Jonathan Jackson, Co-founder of Blavity, discussed how black millennials, who are 11.5 million strong with $162 billion in buying power, are one of the most influential and highly sought after demographics in today’s media landscape. “We saw our demographic was talking to each other digitally. The problem was that we weren’t in control of the narrative. People were talking about us, but we weren’t writing the story, so there was an inconsistency of how we were being referenced,” said Jackson.

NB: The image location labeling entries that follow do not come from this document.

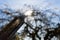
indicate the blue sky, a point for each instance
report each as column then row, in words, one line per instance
column 41, row 3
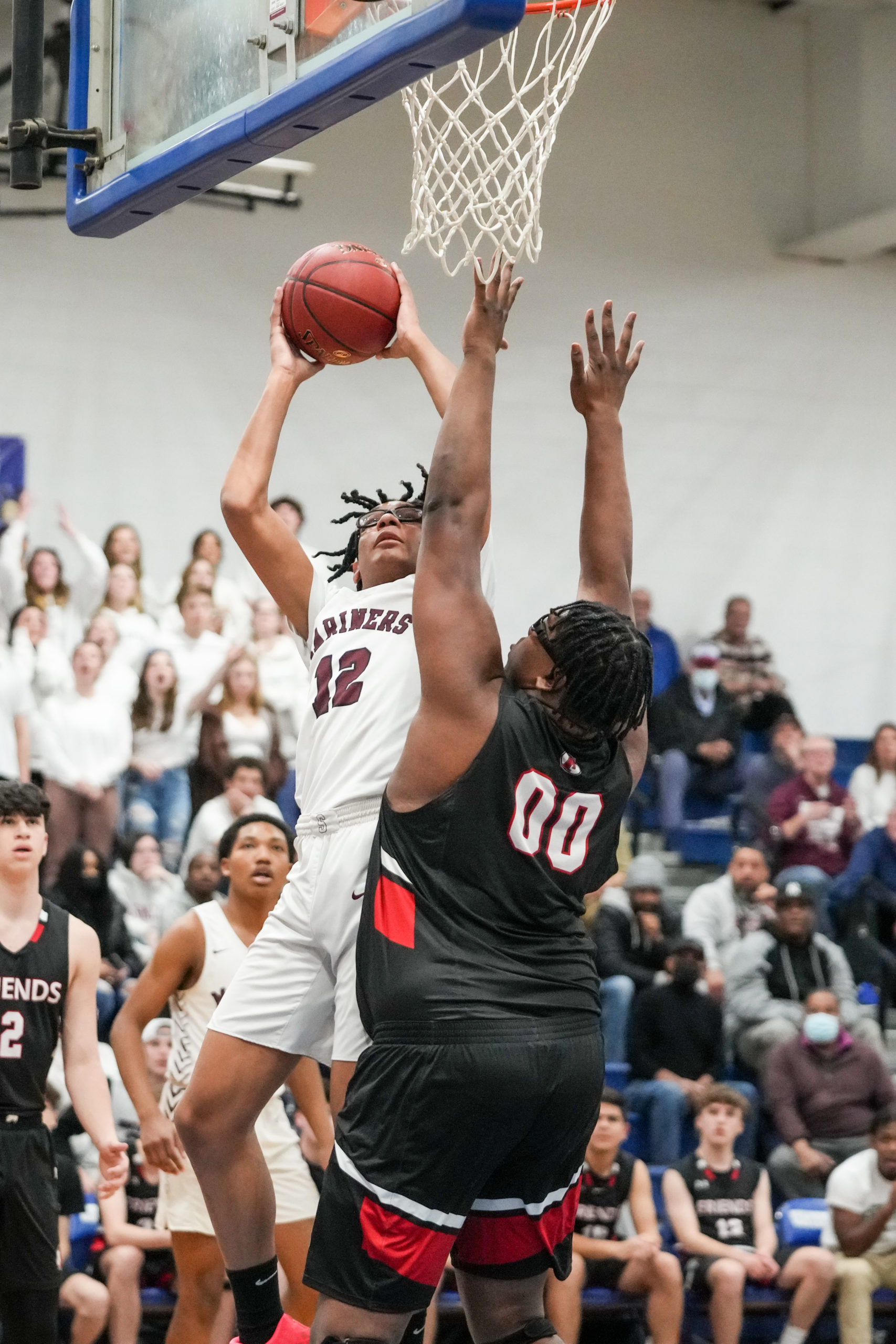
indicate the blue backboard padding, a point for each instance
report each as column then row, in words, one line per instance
column 13, row 468
column 392, row 58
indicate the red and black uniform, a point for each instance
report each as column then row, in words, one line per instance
column 34, row 984
column 724, row 1205
column 601, row 1199
column 468, row 1119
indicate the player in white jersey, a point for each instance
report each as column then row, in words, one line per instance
column 296, row 992
column 191, row 970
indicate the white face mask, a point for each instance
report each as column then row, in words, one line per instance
column 704, row 679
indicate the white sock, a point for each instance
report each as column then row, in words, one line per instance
column 793, row 1335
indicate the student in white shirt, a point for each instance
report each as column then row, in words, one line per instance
column 872, row 784
column 41, row 582
column 138, row 632
column 157, row 785
column 143, row 886
column 123, row 546
column 244, row 793
column 85, row 740
column 117, row 679
column 861, row 1227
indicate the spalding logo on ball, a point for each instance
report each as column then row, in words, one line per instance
column 340, row 303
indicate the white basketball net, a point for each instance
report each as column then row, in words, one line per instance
column 483, row 136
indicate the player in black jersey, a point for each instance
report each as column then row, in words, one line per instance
column 468, row 1119
column 49, row 971
column 602, row 1254
column 721, row 1210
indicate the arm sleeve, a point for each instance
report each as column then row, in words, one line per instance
column 89, row 588
column 698, row 922
column 612, row 952
column 777, row 1083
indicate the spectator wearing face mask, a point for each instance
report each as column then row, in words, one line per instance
column 138, row 632
column 774, row 971
column 695, row 729
column 765, row 773
column 823, row 1089
column 85, row 743
column 632, row 933
column 721, row 913
column 747, row 671
column 667, row 664
column 41, row 581
column 676, row 1052
column 812, row 820
column 872, row 785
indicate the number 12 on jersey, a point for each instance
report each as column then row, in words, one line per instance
column 347, row 689
column 535, row 803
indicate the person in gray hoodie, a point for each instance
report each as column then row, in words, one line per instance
column 633, row 934
column 773, row 972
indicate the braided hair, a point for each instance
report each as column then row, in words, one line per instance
column 349, row 554
column 604, row 667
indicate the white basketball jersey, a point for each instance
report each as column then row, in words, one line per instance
column 364, row 690
column 191, row 1011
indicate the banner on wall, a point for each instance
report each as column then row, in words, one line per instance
column 13, row 476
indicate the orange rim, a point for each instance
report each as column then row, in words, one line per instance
column 561, row 6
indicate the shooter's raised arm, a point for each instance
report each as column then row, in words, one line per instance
column 598, row 387
column 269, row 546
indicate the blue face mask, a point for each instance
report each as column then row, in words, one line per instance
column 821, row 1028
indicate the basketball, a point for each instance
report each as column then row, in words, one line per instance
column 340, row 303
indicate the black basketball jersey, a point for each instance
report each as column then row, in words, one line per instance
column 723, row 1201
column 601, row 1198
column 473, row 902
column 34, row 983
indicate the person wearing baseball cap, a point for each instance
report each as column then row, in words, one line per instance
column 695, row 728
column 774, row 971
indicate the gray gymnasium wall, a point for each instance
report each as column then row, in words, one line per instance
column 760, row 430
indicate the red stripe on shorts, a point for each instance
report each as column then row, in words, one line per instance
column 413, row 1252
column 394, row 911
column 505, row 1238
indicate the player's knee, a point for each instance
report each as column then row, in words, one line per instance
column 667, row 1270
column 729, row 1277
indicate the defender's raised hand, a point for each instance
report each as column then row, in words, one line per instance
column 492, row 304
column 604, row 380
column 282, row 353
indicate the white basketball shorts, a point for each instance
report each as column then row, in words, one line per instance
column 182, row 1208
column 296, row 988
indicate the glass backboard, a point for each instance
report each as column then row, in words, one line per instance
column 188, row 93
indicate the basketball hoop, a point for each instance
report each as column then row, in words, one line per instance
column 484, row 132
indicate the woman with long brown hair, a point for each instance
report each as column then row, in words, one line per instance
column 156, row 785
column 39, row 580
column 239, row 725
column 873, row 784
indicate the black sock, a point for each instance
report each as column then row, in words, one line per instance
column 257, row 1301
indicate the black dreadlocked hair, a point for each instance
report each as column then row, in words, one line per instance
column 364, row 505
column 605, row 667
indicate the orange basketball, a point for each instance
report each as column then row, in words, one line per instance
column 340, row 303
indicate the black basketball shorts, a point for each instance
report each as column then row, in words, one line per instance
column 469, row 1146
column 29, row 1211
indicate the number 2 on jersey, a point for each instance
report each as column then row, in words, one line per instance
column 349, row 689
column 535, row 802
column 11, row 1038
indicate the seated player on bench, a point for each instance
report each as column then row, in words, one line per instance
column 721, row 1211
column 602, row 1254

iOne Digital also focuses on reaching underrepresented audiences with an authentic narrative. They are a multicultural company built to serve multicultural audiences: 70% of their staff is multicultural and 50% is millennial.

ione digital

“We really try to focus on building a safe space for whom the world sees as ‘other’: women, people of color, LGBTQ, etc. It’s literally built into our DNA and our foundation,” said Detavio Samuels, president of iOne Digital. Although their audience is 30% African American, they often get pigeonholed into a “black bucket,” which they are pushing themselves out of to instead be seen as a total-market cross-cultural company. “We’re not entering into a world that’s hot in diversity trying to prove that we’re diverse. Diversity has always been part of our DNA, and we’re trying to get people to understand that is relevant to everybody,” said Samuels

They’re experimenting with owned and operated channels

Samuels’s solution to owning his audience is betting on things he can control, such as email, while also experimenting. As Samuels said, “We’re testing everything from extending brands to multiplatform touch points, to a paywall for some of our brands, to merch for some. We are finding different ways to experiment with our audience to see what sticks if we build a brand that they love.”

Current shifts in the media environment necessitate this kind of experimentation and make owning your audience as important as ever. “Two years ago, Facebook was driving about 75% of our traffic,” said Samuels. “Today it’s probably closer to 20%-25%, depending on the brand. I think everybody is on the same page—you can’t let somebody else own your audience.”

“You can’t let somebody else own your audience.” – Detavio Samuels

Ultimately, if you’re successful in owning your voice, brand, and audience, you’ll create a positive feedback loop where you’re able to deepen your relationship with your readers as they receive more value from you. As Sachin Kamdar, CEO of Parse.ly, said when asked about monetization strategies, “Rather than treating their readers and viewers as a product to be sold to advertisers via networks and exchanges, these publishers realize that they can develop products to sell their deeply engaged and loyal audiences — directly.”